2. Thirteen Reasons Why (grades 7-12)
Suggesting that kids read novels whose stories they are already familiar with, for example because they have been adapted into a movie or TV series, is another excellent strategy to inspire teens who aren’t already in the habit of reading. Teenagers of today adore the latest Netflix series “13 Reasons Why” for its straightforward storyline. Since its release in 2007, the identically named novel, on which the television adaptation is based, has been attracting teens’ attention. If your kid enjoys the show, try to get them to read the book to deepen his comprehension of the plot and its concepts. It is important to have in mind that, due to its sensible subjects, it may not be ideal to all teenagers, especially if they are struggling with some mental health issue.
3. Me Talk Pretty One Day (grades 9-12)
What is a different approach that is simple and enticing to promote a reading habit? Humor. Me Talk Pretty One Day, the best-selling memoir by David Sedaris, is an illustration of how books may occasionally be as entertaining as the most boisterous stand-up comedian. Your child will laugh aloud several times while reading this book. We swear.
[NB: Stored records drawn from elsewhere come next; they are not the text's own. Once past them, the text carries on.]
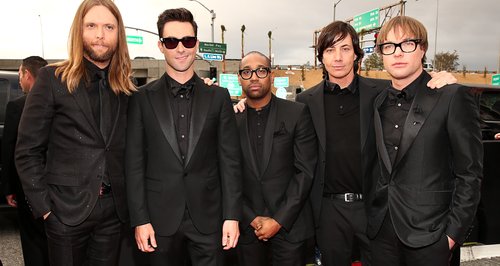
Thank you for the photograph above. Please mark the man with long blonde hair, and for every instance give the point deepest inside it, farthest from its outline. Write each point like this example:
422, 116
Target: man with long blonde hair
71, 140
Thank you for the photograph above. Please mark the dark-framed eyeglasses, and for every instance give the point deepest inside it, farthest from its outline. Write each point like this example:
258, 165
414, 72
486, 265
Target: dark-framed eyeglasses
171, 42
261, 72
406, 46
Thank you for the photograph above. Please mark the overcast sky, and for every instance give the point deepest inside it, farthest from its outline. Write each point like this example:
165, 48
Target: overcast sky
472, 28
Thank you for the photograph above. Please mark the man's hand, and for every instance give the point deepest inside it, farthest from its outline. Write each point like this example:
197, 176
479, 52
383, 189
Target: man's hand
440, 79
11, 200
230, 234
240, 106
145, 238
451, 242
268, 229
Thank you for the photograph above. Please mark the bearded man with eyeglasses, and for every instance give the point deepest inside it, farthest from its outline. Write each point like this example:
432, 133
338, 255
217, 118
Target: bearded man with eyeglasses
278, 143
430, 156
182, 155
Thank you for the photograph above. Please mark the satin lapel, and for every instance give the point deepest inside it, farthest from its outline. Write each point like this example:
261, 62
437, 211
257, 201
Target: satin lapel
246, 147
424, 102
379, 133
82, 99
317, 109
269, 135
161, 106
366, 93
202, 98
119, 99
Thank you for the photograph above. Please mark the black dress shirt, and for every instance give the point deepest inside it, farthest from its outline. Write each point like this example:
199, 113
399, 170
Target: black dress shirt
181, 96
393, 113
343, 140
257, 121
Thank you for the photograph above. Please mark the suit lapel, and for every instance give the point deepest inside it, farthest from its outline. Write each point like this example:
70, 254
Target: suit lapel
161, 106
269, 135
423, 103
317, 109
246, 147
82, 99
202, 98
379, 133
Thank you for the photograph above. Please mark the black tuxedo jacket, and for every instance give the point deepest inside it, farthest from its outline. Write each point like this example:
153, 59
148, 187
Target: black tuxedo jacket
10, 183
280, 187
60, 151
159, 184
434, 184
314, 99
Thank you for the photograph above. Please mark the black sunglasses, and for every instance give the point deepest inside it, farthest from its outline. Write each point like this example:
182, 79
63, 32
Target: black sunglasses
171, 42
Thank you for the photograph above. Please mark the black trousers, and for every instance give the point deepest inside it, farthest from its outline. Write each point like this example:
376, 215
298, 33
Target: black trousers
188, 244
388, 250
33, 238
94, 242
342, 232
277, 251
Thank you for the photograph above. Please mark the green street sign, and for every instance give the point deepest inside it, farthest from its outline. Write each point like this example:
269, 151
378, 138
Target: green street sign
230, 82
495, 79
213, 48
134, 39
367, 21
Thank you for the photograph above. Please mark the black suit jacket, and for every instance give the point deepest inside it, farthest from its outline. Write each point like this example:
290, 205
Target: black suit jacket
10, 183
281, 190
60, 151
434, 184
314, 99
160, 186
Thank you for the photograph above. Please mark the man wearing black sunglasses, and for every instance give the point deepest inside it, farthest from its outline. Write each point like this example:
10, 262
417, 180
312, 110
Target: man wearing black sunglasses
430, 156
183, 167
279, 151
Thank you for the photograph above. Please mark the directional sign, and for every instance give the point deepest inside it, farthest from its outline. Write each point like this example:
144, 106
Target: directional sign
213, 47
369, 49
230, 82
212, 57
281, 82
366, 21
134, 39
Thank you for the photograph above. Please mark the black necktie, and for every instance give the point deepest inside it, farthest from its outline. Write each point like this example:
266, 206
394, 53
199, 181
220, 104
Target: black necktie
104, 107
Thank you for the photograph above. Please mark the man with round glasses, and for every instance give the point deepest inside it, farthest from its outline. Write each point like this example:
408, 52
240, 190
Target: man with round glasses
182, 157
430, 157
279, 156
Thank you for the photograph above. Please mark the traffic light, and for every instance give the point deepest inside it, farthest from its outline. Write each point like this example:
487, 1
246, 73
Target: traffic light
213, 73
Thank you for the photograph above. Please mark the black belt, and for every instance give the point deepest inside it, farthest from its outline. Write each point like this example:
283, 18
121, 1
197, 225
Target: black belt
105, 189
347, 197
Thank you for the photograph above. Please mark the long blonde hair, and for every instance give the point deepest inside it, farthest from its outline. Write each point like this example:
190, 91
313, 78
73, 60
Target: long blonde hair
72, 70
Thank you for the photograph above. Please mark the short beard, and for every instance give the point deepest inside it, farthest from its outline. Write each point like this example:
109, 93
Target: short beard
106, 57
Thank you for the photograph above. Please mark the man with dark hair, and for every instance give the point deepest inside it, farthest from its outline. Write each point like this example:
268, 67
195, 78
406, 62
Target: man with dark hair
183, 165
33, 238
430, 155
279, 151
71, 141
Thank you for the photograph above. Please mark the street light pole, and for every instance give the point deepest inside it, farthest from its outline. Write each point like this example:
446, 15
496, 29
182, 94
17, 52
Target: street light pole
212, 12
334, 7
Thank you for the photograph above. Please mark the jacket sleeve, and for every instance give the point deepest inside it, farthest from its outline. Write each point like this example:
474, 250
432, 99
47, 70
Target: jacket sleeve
305, 157
32, 142
467, 151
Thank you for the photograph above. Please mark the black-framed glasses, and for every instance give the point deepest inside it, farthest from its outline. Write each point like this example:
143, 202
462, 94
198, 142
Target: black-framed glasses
171, 42
406, 46
261, 72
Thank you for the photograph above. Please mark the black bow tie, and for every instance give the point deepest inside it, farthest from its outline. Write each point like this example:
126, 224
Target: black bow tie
184, 89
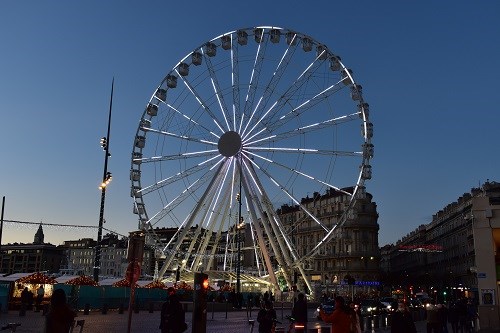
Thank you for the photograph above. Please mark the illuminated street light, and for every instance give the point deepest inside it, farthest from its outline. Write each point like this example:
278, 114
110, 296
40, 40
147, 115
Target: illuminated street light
106, 179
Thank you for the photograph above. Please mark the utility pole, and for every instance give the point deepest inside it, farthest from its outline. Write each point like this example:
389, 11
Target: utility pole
106, 178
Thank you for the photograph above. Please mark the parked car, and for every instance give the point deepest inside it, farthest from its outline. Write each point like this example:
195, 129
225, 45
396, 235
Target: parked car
415, 303
371, 307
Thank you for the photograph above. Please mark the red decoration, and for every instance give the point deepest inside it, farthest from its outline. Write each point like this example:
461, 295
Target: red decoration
156, 284
124, 283
82, 280
37, 278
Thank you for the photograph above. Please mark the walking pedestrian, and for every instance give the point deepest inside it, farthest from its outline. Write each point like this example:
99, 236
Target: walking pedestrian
299, 311
402, 321
340, 318
60, 317
267, 318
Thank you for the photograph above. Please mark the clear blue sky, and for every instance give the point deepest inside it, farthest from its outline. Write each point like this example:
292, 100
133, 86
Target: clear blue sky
429, 70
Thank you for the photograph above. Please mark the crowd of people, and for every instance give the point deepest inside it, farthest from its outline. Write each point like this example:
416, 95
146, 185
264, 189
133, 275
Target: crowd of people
460, 316
345, 318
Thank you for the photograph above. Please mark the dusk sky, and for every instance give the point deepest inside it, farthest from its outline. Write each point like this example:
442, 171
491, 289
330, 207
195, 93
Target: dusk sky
429, 70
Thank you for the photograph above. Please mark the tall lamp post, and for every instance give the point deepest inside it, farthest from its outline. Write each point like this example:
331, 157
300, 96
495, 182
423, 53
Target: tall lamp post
106, 179
238, 229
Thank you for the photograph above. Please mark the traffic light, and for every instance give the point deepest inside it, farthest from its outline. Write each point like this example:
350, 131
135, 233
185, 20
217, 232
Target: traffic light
178, 275
104, 143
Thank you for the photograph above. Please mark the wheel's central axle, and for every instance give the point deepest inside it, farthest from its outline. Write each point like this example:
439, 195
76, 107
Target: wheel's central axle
229, 144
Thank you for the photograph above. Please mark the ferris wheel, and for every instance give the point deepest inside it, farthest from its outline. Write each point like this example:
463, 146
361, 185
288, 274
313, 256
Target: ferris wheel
247, 122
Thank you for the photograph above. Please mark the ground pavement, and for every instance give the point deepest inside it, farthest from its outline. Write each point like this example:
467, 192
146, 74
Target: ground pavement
144, 321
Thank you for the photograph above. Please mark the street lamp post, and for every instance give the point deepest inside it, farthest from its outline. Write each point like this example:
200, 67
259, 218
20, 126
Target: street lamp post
106, 178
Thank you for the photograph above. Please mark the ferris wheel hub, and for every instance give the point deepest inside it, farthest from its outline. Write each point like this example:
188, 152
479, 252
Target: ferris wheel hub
229, 144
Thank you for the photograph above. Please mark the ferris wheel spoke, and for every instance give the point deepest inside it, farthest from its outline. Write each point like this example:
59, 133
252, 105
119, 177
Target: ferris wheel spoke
190, 120
235, 85
307, 105
261, 114
179, 176
255, 75
301, 130
304, 151
190, 190
181, 156
282, 101
273, 82
302, 174
182, 137
295, 200
200, 101
217, 89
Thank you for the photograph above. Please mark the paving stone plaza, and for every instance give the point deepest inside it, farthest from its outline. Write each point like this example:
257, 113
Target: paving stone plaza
144, 321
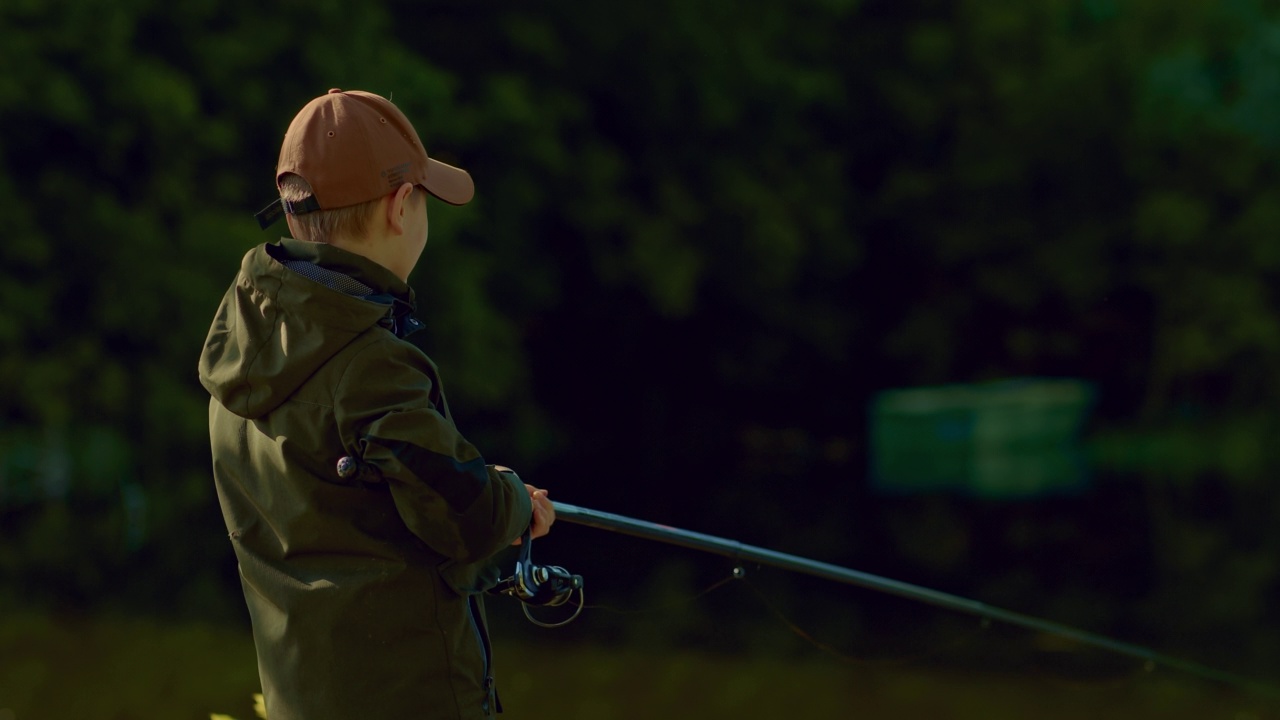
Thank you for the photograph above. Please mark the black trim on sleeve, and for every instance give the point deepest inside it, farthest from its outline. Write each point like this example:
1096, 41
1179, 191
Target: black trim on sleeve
458, 483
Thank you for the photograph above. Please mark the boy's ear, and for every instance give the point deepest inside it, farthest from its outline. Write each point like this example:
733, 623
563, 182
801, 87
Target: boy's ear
397, 206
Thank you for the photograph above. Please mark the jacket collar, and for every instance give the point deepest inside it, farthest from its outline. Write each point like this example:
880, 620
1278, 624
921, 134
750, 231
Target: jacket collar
357, 267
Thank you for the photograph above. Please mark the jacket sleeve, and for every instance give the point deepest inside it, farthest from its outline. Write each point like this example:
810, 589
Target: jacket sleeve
443, 490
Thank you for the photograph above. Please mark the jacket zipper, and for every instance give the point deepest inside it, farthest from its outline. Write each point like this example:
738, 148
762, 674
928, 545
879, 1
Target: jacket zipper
483, 638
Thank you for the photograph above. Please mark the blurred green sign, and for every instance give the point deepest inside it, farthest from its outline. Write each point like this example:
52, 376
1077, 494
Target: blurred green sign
1001, 440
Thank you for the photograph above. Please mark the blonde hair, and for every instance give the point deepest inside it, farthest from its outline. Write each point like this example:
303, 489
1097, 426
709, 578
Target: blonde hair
320, 226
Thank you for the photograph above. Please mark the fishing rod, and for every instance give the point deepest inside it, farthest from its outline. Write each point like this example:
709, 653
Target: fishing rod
741, 552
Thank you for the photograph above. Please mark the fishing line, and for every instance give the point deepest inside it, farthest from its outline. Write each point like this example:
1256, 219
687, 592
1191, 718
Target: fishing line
740, 554
853, 659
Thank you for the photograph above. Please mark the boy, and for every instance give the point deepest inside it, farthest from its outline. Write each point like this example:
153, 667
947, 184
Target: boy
364, 523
4. The Fault in Our Stars (grades 9-12)
John Green, a well-known author among today’s teenagers and creator of a popular YouTube vlogging channel, is also a well-known writer. His books have achieved enormous success among young adults, including Paper Towns and Looking for Alaska. The Fault in Our Stars, which depicts the love that grows between two youths who are terminally sick, is possibly his most well-known book. It makes you cry, but in a nice way. And there’s a good chance that your high schooler has already developed a romantic interest in the successful film adaptation.
5. The Bell Jar (grades 9-12)
Are you the parent of one of those high school children who is unhappy, angsty, and thinks “nobody understands me”? If so, they will probably adore Sylvia Plath’s The Bell Jar, which has been helping loners feel understood for decades. Seniors in high school who are concerned about making significant decisions for the future should give it serious consideration. This book’s popularity has endured for so long because of its enduring relatability.
6. The Handmaid’s Tale (grades 9-12)
The Handmaid’s Tale is a fantastic book to recommend if you have a teen who is particularly interested in feminism or politics. The same-named Hulu adaptation has given this 1985 book a public resurgence. Many people think the present political situation makes it especially pertinent. Your teen might want to attempt this one if she has expressed interest in the “Me, Too” movement.
7. The Girl With The Dragon Tattoo series (grade 11 and up)
Another feature that can persuade an adolescent who generally dislikes reading to appreciate it is an engaging story. One of those “can’t put it down” types, we suppose. Stieg Larsson’s Girl with the Dragon Tattoo series is a prime illustration. It’s a mystery that’s appropriate for older high schoolers and has so many interesting characters and plot twists that it can hold the interest of just about anyone. It’s so good that your child might even forget they’re reading. Parents should be informed that the series’ books contain some graphic depictions of sex and violence.